Remembering Markoosie Patsauq (1941-2020)
“I was happy that people all around the world heard those stories that I made,” recalled author of Harpoon of the Hunter
We are sad to learn of the recent death of Markoosie Patsauq, a remarkable man who was the author of a book MQUP published in 1970 under the title Harpoon of the Hunter.
At the time, the press accurately described it as “an astonishing tale of a people struggling for survival in a brutal environment.” Using the now-outdated terminology of the era, the press also referred to it as “the first piece of Eskimo fiction to be published in English.”

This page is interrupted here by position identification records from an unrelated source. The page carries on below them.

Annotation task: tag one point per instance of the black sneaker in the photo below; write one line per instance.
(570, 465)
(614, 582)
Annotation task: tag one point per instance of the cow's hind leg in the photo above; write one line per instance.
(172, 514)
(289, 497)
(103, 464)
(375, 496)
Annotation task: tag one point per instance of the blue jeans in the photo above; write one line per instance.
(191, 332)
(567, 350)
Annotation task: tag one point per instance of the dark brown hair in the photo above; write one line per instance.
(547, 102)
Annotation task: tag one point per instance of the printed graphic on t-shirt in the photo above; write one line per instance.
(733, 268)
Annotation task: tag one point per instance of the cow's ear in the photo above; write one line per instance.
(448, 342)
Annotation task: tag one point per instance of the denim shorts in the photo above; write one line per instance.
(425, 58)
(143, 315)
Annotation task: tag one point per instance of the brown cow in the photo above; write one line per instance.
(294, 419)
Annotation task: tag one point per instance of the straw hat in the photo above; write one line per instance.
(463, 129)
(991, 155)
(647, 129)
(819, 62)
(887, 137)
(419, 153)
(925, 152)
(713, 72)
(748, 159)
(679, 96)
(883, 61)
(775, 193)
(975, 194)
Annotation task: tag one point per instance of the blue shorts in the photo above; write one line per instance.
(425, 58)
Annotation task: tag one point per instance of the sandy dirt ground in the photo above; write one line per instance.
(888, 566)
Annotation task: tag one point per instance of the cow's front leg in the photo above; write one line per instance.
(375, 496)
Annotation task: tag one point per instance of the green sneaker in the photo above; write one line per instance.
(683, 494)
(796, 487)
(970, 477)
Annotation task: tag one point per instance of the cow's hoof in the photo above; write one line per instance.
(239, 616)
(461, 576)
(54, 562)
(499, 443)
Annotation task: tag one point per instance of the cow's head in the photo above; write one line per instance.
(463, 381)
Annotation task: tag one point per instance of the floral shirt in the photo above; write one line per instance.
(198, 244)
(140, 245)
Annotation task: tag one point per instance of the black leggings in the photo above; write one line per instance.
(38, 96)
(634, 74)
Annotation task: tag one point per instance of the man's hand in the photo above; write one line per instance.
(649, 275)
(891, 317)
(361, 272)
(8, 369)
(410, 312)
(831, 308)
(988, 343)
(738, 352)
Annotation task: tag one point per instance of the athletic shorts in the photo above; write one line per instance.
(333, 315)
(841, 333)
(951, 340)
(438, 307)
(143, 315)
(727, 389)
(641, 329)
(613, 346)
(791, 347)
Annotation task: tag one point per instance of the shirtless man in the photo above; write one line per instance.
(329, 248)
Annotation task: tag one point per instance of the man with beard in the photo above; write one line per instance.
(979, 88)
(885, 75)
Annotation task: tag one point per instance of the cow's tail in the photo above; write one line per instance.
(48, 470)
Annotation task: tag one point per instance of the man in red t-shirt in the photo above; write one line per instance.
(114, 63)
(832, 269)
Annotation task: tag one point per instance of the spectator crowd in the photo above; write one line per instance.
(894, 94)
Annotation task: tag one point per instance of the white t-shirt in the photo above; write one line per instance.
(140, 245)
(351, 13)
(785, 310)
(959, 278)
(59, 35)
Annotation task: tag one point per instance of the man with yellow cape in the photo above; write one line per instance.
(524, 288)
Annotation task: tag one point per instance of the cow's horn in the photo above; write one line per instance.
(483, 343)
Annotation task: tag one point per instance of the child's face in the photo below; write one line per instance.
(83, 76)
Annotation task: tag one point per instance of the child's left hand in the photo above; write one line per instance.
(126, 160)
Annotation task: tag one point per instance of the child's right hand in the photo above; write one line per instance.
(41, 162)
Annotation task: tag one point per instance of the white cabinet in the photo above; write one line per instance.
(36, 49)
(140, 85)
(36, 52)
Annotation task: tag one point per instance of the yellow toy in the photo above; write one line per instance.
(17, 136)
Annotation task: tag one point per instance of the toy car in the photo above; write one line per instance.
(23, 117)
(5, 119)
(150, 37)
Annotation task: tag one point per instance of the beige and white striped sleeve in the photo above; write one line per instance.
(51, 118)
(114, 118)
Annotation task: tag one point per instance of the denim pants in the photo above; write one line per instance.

Markoosie was born in 1941 in a camp near the settlement of Inukjuak, on the eastern shore of Hudson Bay. At the age of 12, he was among the dozens of Inuit from that region who were forcibly relocated to Resolute Bay, high above the Arctic Circle, by the federal government—Canada’s desire to assert its sovereignty in the High Arctic took precedence over the rights and well-being of the Inuit it used for that purpose.
In the 1970s Markoosie moved back to Inukjuak. He said in a later interview, “This is my land. The High Arctic is not my land … But I was up there because my parents were. And since I was young, I had to go with them.”
As a teenager, Markoosie had also spent years in the south—if that term can be applied to northern Manitoba (where he was treated for tuberculosis, a terrible scourge among the Inuit to this day) and Yellowknife (where he spent eight months at a vocational high school). He learned English and obtained a licence as both a pilot and a heavy equipment operator.
By the late 1960s he was married, had become a father, and was employed as a commercial pilot. But his ambitions stretched beyond aviation. In between flights, or when grounded by bad weather, he began to write stories, both fiction and non-fiction, using Inuktitut syllabics.
The short book that has, for the past half-century, been known as Harpoon of the Hunter was originally published in three parts in 1969-70 by an Inuktitut-language magazine that had been established by the federal government. It tells the story of a young hunter who comes of age by means of a confrontation with a wounded polar bear—the tale is told from four alternating points of view, including that of the bear. Its title was Uumajursiutik unaatuinnamut.
Markoosie based the work on stories he had heard in his childhood, but he shaped them for his own creative ends. He went on to adapt the tale for English-language readers, under the guiding hand of James H. McNeill, a former intelligence officer who worked for the Department of Indian Affairs and Northern Development. This version was offered to MQUP and quickly appeared in print.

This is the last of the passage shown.